Proceedings of MATSUS Spring 2025 Conference (MATSUSSpring25)
DOI: https://doi.org/10.29363/nanoge.matsusspring.2025.511
Publication date: 16th December 2024
Memristive devices are currently explored for neuromorphic and emerging unconventional computing concepts towards future low-power computing systems. These devices have been proposed as: (i) computing elements to support in memory computing in neural networks, (ii) building blocks to reproduce in hardware synaptic or neural functionalities, and (iii) key elements to build nonlinear dynamical circuits. In this framework, both volatile and non-volatile resistance switching memristive devices are widely studied to engineer various computing functions [1].
This talk will present our recent results in the field of volatile electrochemical memristors based on the Ag/SiOx/Pt structure and how to implement neuromorphic functionalities such as short-term plasticity, paired-pulse facilitation and inhibition, and integrative functions. We will discuss how the interplay between switching times and relaxation effect controls the memristors dynamics and possible various switching modes that can be used to reproduce key synaptic and neuronal functions [2].

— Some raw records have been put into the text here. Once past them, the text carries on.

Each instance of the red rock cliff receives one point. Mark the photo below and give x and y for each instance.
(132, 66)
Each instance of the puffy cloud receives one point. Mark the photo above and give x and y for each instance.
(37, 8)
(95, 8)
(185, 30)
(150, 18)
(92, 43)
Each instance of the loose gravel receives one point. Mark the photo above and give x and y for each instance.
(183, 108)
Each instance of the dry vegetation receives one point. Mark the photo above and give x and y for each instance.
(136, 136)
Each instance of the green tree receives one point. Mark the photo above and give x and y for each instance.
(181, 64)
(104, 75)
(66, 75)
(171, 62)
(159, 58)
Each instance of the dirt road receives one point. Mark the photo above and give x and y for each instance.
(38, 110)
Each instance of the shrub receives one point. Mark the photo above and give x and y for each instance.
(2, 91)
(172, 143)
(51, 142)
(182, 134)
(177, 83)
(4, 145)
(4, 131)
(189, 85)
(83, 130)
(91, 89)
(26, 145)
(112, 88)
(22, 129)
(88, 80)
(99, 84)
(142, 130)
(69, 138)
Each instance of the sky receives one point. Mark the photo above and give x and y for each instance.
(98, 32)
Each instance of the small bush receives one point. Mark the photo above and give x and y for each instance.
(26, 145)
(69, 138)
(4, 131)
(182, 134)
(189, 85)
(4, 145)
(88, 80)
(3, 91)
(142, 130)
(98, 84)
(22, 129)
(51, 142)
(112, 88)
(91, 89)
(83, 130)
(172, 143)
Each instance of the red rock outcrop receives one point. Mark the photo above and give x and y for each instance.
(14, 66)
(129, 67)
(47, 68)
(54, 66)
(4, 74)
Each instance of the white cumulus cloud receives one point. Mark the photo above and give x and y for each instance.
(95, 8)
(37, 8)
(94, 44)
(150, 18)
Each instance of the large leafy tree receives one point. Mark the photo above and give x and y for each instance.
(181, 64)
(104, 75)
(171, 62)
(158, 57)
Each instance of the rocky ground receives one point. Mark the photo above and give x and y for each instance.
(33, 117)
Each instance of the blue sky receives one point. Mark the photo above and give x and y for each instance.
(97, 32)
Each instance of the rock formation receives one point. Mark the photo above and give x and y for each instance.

The second part of the talk will discuss an unconventional computing approach based on analogue Pt/HfO2/TiN RRAM devices. We exploit the programmable nonlinearity of the non-volatile memristors to build an analogue nonlinear dynamical circuit based on the Murali- Lakshmanan-Chua (MLC) architecture [3]. The circuit can be tuned from periodic to chaotic behavior through the modulation of an input signal. We demonstrate its processing ability in an approach based on single-node reservoir for various nonlinear classification tasks.
This work has been partially funded by Ministero delle Imprese e del Made in Italy (MIMIT) under IPCEI Microelettronica 2, project MicroTech_for_Green; by the project Analoge COmputing with Dynamic Switching Memristor Oscillators: Theory, Devices and Applications (COSMO, Grant PRIN 2017LSCR4K002), funded by the Italian Ministry of Education, University and Research (MIUR); and by the EU-Horizon2020 research project MeM-Scales (grant agreement no. 871371).